On June 11, 2021, the SEC announced updates to its regulatory agenda, which lists short- and long-term regulatory actions the SEC plans to take. They include:

  • Disclosure relating to climate risk; human capital, including workforce diversity and corporate board diversity; and cybersecurity risk
  • Market structure modernization within equity markets, treasury markets, and other fixed-income markets
  • Transparency around stock buybacks, short sale disclosure, securities-based swaps ownership, and the stock loan market
  • Investment fund rules, including money market funds, private funds, and ESG funds
  • 10b5-1 affirmative defense provisions
  • Unfinished work directed by the Dodd-Frank Wall Street Reform and Consumer Protection Act of 2010, including, among other things, securities-based swaps and related rules, incentive-based compensation arrangements, and conflicts of interest in securitizations
  • Enhancement of shareholder democracy
  • Special purpose acquisition companies
  • Mandated electronic filings and transfer agents

The SEC’s current agenda is maintained by the Office of Management and Budget. Commissioners Roisman and Peirce provided perspectives on certain aspects of Chair Gensler’s regulatory agenda on June 14, 2021.

Staffing updates

On June 14, 2021, the SEC announced that Renee Jones has been appointed director of the Division of Corporation Finance. John Coates, Corp Fin’s current acting director, has been named SEC general counsel. Both appointments were effective June 21, 2021. Jones most recently taught courses on various aspects of corporate and securities law and governance while serving as professor of law and associate dean for academic affairs at Boston College Law School. Previously, she practiced at Hill & Barlow law firm. Coates has served as the Corp Fin’s acting director since February 2021.

On May 3, 2021, the SEC announced that Jessica Wachter has been named chief economist and director of the Division of Economic and Risk Analysis (DERA). She has been a professor at the Wharton School at the University of Pennsylvania since 2003 and is a leading academic researcher on financial markets. DERA is involved in a wide range of SEC activities, including policymaking, rulemaking, enforcement, and examination, and the division assists in identifying, analyzing, and responding to economic and market issues.
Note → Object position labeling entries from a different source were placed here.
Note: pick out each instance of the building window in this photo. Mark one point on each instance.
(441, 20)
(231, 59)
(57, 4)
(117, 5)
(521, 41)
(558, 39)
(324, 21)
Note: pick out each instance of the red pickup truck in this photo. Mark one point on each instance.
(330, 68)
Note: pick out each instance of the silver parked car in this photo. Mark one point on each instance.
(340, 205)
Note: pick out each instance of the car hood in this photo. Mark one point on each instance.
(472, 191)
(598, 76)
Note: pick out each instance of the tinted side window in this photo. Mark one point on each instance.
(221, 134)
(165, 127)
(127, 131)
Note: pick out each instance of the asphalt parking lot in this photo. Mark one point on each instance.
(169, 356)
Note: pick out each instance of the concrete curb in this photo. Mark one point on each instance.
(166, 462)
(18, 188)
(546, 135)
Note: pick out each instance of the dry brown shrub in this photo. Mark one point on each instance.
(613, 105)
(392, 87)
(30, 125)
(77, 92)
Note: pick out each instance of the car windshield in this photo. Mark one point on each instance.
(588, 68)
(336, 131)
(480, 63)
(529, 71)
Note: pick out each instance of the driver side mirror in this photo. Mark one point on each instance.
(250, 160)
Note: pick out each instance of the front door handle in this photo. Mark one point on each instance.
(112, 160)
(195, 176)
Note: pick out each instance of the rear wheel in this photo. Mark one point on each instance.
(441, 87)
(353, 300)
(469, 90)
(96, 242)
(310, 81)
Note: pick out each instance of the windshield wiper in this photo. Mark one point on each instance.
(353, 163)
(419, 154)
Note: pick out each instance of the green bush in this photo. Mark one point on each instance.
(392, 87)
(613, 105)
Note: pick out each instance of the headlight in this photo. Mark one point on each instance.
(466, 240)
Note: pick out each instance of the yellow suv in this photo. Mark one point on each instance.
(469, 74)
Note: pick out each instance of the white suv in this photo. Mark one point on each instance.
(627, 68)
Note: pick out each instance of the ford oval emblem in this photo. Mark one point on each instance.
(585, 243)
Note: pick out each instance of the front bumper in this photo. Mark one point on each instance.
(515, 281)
DERA also provides subject-matter expertise and cost- benefit economic analysis for rule proposals and final rules.

The Senate confirmed Gary Gensler as chair of the SEC on April 14, 2021, and he was sworn in on April 17. His nomination by President Joe Biden was approved on March 10 by a vote of 14-10 by the Senate Committee on Banking, Housing, and Urban Affairs, to fill both the remaining term of retired Chair Jay Clayton and for a full term ending on June 5, 2026.